C&D Recycling Forum: From Floor to Ceiling

C&D Recycling Forum: From Floor to Ceiling

Carpet, floor tiles and ceiling tiles are traveling the road to recyclability.

October 3, 2012
CDR Staff
C&D Recycling Forum

Judged by recycling rates, building materials such as carpet, floor tiles and ceiling tiles have not yet reached the status of concrete, metal or asphalt.

However, attendees of the 2012 C&D Recycling Forum, held in Long Beach, Calif., in September, were able to hear updates on how end markets for floors and ceilings are beginning to evolve.

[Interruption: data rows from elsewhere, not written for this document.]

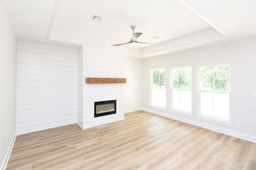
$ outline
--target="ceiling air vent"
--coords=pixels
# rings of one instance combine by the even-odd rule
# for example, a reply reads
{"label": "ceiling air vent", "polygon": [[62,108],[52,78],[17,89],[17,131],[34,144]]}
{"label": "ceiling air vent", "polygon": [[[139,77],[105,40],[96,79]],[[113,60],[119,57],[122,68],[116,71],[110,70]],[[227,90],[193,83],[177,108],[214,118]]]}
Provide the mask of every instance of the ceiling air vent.
{"label": "ceiling air vent", "polygon": [[102,18],[96,15],[93,14],[92,17],[92,20],[95,20],[95,21],[97,20],[98,21],[101,21],[101,20],[102,19]]}
{"label": "ceiling air vent", "polygon": [[153,39],[160,39],[160,37],[159,37],[156,36],[156,37],[152,37],[152,38]]}

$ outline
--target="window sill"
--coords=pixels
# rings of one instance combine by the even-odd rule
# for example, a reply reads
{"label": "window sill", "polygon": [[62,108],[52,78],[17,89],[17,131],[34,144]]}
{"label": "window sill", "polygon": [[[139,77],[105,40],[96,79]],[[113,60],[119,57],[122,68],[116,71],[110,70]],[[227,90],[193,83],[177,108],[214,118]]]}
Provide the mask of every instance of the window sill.
{"label": "window sill", "polygon": [[196,115],[196,118],[204,121],[207,121],[210,122],[214,123],[224,125],[224,126],[228,126],[229,127],[232,127],[232,123],[231,122],[228,121],[225,121],[224,120],[222,121],[221,120],[217,120],[216,119],[215,119],[214,117],[208,117],[204,116],[201,115]]}
{"label": "window sill", "polygon": [[193,115],[192,115],[192,114],[191,113],[184,112],[182,111],[178,111],[177,110],[171,109],[169,110],[169,112],[177,114],[178,115],[187,116],[190,117],[193,117]]}
{"label": "window sill", "polygon": [[153,108],[153,109],[158,109],[158,110],[163,110],[164,111],[166,111],[166,107],[163,107],[161,106],[156,106],[150,105],[149,107],[150,108]]}

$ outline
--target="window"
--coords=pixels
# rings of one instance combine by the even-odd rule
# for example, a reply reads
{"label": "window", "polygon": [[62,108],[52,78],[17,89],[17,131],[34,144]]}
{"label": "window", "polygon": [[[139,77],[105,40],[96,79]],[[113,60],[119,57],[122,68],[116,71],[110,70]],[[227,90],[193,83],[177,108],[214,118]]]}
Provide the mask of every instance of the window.
{"label": "window", "polygon": [[166,107],[166,69],[151,70],[151,105]]}
{"label": "window", "polygon": [[230,65],[200,67],[200,114],[229,120]]}
{"label": "window", "polygon": [[172,108],[183,112],[191,112],[191,67],[173,68]]}

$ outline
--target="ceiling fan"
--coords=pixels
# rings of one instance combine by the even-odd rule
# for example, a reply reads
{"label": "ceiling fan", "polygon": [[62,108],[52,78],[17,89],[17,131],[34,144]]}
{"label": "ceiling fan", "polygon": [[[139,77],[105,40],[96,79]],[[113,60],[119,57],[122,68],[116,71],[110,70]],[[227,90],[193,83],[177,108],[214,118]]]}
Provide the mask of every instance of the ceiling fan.
{"label": "ceiling fan", "polygon": [[132,29],[132,37],[131,38],[131,41],[126,43],[123,43],[122,44],[115,44],[114,45],[115,46],[118,46],[121,45],[123,45],[126,44],[130,44],[132,45],[136,45],[136,44],[141,44],[142,45],[144,45],[145,46],[149,47],[151,44],[150,44],[149,43],[142,43],[142,42],[139,42],[137,41],[137,39],[140,37],[140,35],[142,35],[142,33],[134,33],[134,29],[136,26],[135,25],[131,26],[131,28]]}

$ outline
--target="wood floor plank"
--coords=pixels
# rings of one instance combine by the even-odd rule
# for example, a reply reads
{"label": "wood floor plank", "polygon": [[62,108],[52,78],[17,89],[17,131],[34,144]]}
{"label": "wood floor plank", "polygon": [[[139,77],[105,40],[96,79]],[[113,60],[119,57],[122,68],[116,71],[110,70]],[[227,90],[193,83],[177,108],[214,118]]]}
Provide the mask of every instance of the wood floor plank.
{"label": "wood floor plank", "polygon": [[144,111],[18,135],[7,169],[256,169],[256,144]]}

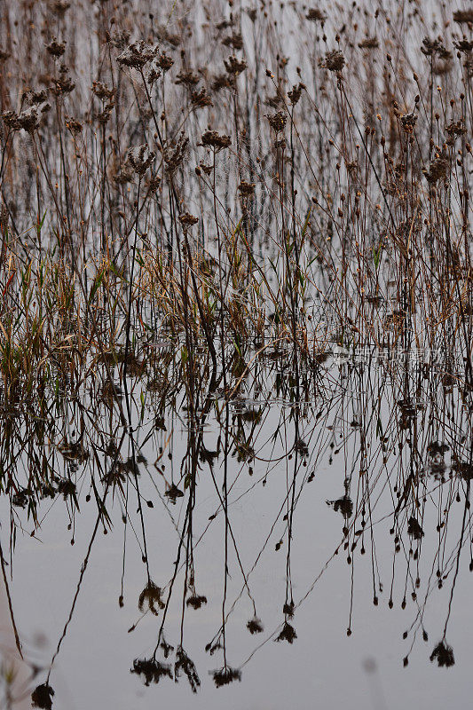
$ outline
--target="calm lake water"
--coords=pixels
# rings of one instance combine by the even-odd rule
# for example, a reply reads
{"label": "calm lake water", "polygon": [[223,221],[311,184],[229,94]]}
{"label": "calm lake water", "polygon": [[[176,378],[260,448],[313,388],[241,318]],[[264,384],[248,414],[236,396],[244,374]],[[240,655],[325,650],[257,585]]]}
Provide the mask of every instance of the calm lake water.
{"label": "calm lake water", "polygon": [[[130,378],[134,452],[103,393],[95,410],[58,396],[42,416],[3,413],[15,468],[1,541],[29,692],[51,671],[58,708],[469,706],[461,366],[336,347],[319,359],[297,378],[268,348],[238,391],[202,387],[194,414],[172,367],[166,401],[155,370]],[[49,491],[32,483],[45,462]],[[156,684],[130,671],[158,640]],[[216,687],[224,645],[235,673]]]}

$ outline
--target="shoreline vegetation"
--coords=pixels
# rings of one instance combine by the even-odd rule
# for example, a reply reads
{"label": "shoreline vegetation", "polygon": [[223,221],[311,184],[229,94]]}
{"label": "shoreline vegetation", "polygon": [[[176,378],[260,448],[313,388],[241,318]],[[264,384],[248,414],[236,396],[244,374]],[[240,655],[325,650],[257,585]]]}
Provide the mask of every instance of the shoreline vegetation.
{"label": "shoreline vegetation", "polygon": [[[407,540],[402,608],[412,587],[414,638],[422,631],[427,641],[427,596],[451,572],[430,660],[454,663],[446,631],[470,538],[473,477],[473,10],[371,4],[373,12],[357,2],[3,4],[0,490],[10,498],[10,555],[23,511],[38,529],[42,501],[62,497],[74,544],[79,487],[97,504],[70,615],[33,693],[38,707],[51,707],[54,660],[97,534],[112,525],[108,501],[120,500],[126,527],[129,486],[146,579],[138,607],[160,616],[154,652],[136,659],[131,672],[146,685],[184,674],[198,689],[183,635],[186,609],[207,604],[195,588],[193,532],[204,465],[225,520],[222,626],[206,650],[223,656],[213,672],[217,687],[240,680],[241,667],[226,658],[236,604],[227,600],[231,556],[240,596],[251,601],[251,635],[263,624],[232,529],[229,459],[253,475],[253,437],[264,411],[255,402],[264,392],[289,412],[280,460],[291,472],[275,546],[284,538],[287,584],[274,640],[296,638],[296,507],[320,452],[330,463],[338,453],[331,430],[316,454],[307,431],[312,426],[319,441],[341,397],[351,414],[346,436],[359,443],[361,483],[354,501],[345,462],[344,493],[327,501],[343,518],[334,555],[346,553],[351,564],[358,542],[372,534],[374,488],[389,491],[396,554]],[[372,376],[380,379],[377,394]],[[382,425],[386,409],[390,423]],[[187,428],[179,477],[155,467],[166,503],[179,501],[184,514],[174,571],[160,588],[146,548],[154,504],[140,493],[140,471],[149,442],[156,462],[165,452],[171,457],[173,415]],[[221,432],[217,451],[204,444],[210,419]],[[433,581],[420,606],[423,517],[434,493],[445,519],[437,522]],[[460,501],[460,541],[447,554],[442,530]],[[377,605],[373,536],[371,548]],[[123,575],[124,564],[123,551]],[[173,648],[164,625],[182,576]],[[123,596],[122,583],[121,606]]]}

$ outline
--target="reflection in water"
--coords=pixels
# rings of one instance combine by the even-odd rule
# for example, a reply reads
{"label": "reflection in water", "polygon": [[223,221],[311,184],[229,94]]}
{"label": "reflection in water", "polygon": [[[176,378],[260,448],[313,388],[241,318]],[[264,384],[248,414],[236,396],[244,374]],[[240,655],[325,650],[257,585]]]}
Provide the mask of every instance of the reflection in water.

In nearby Los Angeles, Ronald Greitzer and L.A. Fiber Co. have emerged as one of the leading destinations on the Pacific Coast for obsolete carpet.

Greitzer noted that many U.S. textile mills have closed in the past 20 years, and L.A. Fiber does not necessarily recycle carpet back into carpet.

Instead, the company is able to make carpet padding, as well as “a precursor fiber that other processors use to make plastic pellets.” According to Greitzer, the pellets can then be used by automotive components manufacturers in ways that are proving popular in an era when the “lightweighting” of vehicles is a critical goal.

L.A. Fiber seeks clean carpet (removed before a renovation or demolition project). Greitzer noted that residential carpets have proven easier to process than commercial ones.

An extended producer responsibility law is in place for carpet in California that has caused the number of carpet recyclers in the Golden State to grow from two to 16. However, he pointed out that in Southern California, around 36 percent of carpet is now collected for recycling.

For several years Armstrong World Industries’ ceiling tile recycling program has been growing, noted Armstrong’s Andy Lake. Through the program, some 123 million pounds of ceiling tiles have been recycled, said Lake.

Armstrong, headquartered in Lancaster, Pa., has met with greater success since not insisting that recyclers palletize and shrink wrap old tiles. However, Lake added, “We cannot take [tiles] out of the commingled stream.”

Lake also told attendees that Armstrong is advancing its VCT (vinyl composition tile) flooring recycling program. He said the goal of the VCT flooring program, as with the ceiling tile program, is both to obtain raw material and to create “market differentiation” when working with contractors. “Don’t think general contractors aren’t moving the [recycling] bar—they really are,” stated Lake.

The C&D Recycling Forum was Sept. 23-25 at the Hilton Long Beach & Executive Meeting Center, Long Beach, Calif.